[Sussex] A SLUG Podcast - Another Way to Promote the Club

Steve Dobson steve at dobson.org
Tue Oct 4 20:11:48 UTC 2005


Mark

On Tue, Oct 04, 2005 at 06:17:04PM +0100, Mark Harrison (Groups) wrote:
> On Tue, 2005-10-04 at 17:22 +0100, Steve Dobson wrote:
> 
> > either audio or audio and visual
> 
> /me comes out of the closet.
> 
> A fair amount of my income these days comes from royalties from being
> the "actor/author" on some business audio training products.
> 
> I'd strongly recommend that we start with audio only.
> 
> I've been involved in a limited amount of video work (on both sides of
> the camera), and to make it look noticeably better than "cheap home
> video going to appear on Beadle if the dog falls over", there's an awful
> lot of effort involved. My experience has been that you need a team of
> at least half a dozen, and proper lighting rigs to make video non-nasty.
> To do things professionally takes a HUGE crew - one two-minute short I
> was in took a production crew of about a dozen people on site, plus the
> "actors", and took a long day to record the material from enough angles
> that it could be properly produced afterwards.

I would agree that done wrong it can look tacky - but isn't that mostly
down to the light use.  Most modern artificial lights do not produce 
white light - which is what we need.  But are photographic bulbs that
expensive?  A light or two that produce good pure white light will
go a long way to give the video that professional look.  So will 
mounting the cameras on tripods.

One of the things we need to do is film against a neutral background - say
blue.  Most studios I've seen have single colour sets.  Filming in a room
with wallpaper produces a background image that fights for attention.
Someone in this group must have a someone in the group must have a nice
plain wall we can film in front of.

The other advantage of a plain wall should be that it compresses well.

> By comparison, the "real-time recording" of voice audio can be done very
> well with a team of three - actor, producer, and engineer. At a push,
> the producer can also act as the engineer at record time. The editing /
> post-production can normally be done by a single person providing that
> person understands the content well enough to edit properly.

I agree, loss the video and the task becomes much simpler.  However, I
don't have any ideas that would work well with just audio.  I'm open 
to ideas, but we need an idea that doesn't need pictures to get the
message across.  How would you do a "How to install Knoppix" without
screen shots?

The BBC and others manage to get perfectly good video with a small
crew.  Yes we are going to have problems, yes we are going to make
mistakes - but isn't the learning from the the fun part?

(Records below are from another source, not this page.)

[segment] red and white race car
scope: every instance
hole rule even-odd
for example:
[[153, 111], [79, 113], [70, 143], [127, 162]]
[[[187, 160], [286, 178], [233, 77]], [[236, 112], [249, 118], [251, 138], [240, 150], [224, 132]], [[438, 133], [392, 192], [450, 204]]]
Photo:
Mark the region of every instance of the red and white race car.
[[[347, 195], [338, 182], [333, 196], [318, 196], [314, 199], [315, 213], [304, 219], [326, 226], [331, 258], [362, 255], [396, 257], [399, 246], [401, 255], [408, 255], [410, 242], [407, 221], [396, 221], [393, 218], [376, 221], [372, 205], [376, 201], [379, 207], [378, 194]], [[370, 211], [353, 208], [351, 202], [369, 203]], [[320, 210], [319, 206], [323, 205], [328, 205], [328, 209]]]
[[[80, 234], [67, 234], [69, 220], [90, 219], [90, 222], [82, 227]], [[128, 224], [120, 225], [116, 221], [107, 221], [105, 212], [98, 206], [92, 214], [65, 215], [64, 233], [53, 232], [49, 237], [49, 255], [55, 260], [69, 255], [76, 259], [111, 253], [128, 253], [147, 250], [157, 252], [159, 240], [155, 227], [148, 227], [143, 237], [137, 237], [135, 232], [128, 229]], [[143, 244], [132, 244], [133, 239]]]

> The trick to getting a good-sounding flow is to NOT read a script. If
> you are going to script it down to the last word, then you need it
> committed to memory and well-rehearsed to make it sound right. I prefer
> to work to slides of bullet points. In studio, I tend to work to about
> one slide per 30 seconds, with 3-4 short points on each - that has the
> advantage that the machine displaying can be a reasonably far distance
> away from me (and thus the microphone), so there is no annoying
> "clicking / typing noise" or even worse "rustling of paper."

Yes, I agree.  Reading from a script - or just repeating lines will 
come out flat.  Actors train themselves to get the emotion into the
lines they say.

That is why I have talked about a story board.  It should detail the
shots we want to get - when we cut to screen shots, pictures, ...
and the points we want each scene to tell.  If we know when shooting
the "live action" when the cuts away are going to come we can then
stop if the actors have not hit all the bullet points that we feel
should be covered.

> In any case, the "actor" needs to be familiar with the material to stop
> it sounding awful. You notice that I said "actor/author" above - it's
> been my experience that informational audio is a lot more credible when
> it's obviously the person who wrote the material presenting it. (Having
> said that, I'd be willing to play a bit part, asking questions rather
> than claiming to be any kind of technical guru.)

There is a strong argument for the geek knowing his stuff.  But I don't
think that needs to be a hard and fast one.  The correct sounding voice
will go much further than the guru with a squeaky voice.

> One final point - the use of "voices" is an area that's highly regulated
> and unless contracts are signed, the "actors" have fairly strong rights
> to demand royalties some while down the road, or even demand that their
> voice is no longer used. I have a  "not for profit waiver of rights"
> Plain English contract that I can dig out - probably worth getting
> anyone involved to sign it and keeping copies. For the sake of 2 minutes
> work up front, it can save a lot of nastiness down the line.

I have assumed that this video will be produced under a CC license.  You
might be right and make sure that everyone signs some document that states
that the content is to be licensed under CC, and what needs to happen if
we are approached for any reuse.

Steve

-- 
Stone's Law:
	One man's "simple" is another man's "huh?"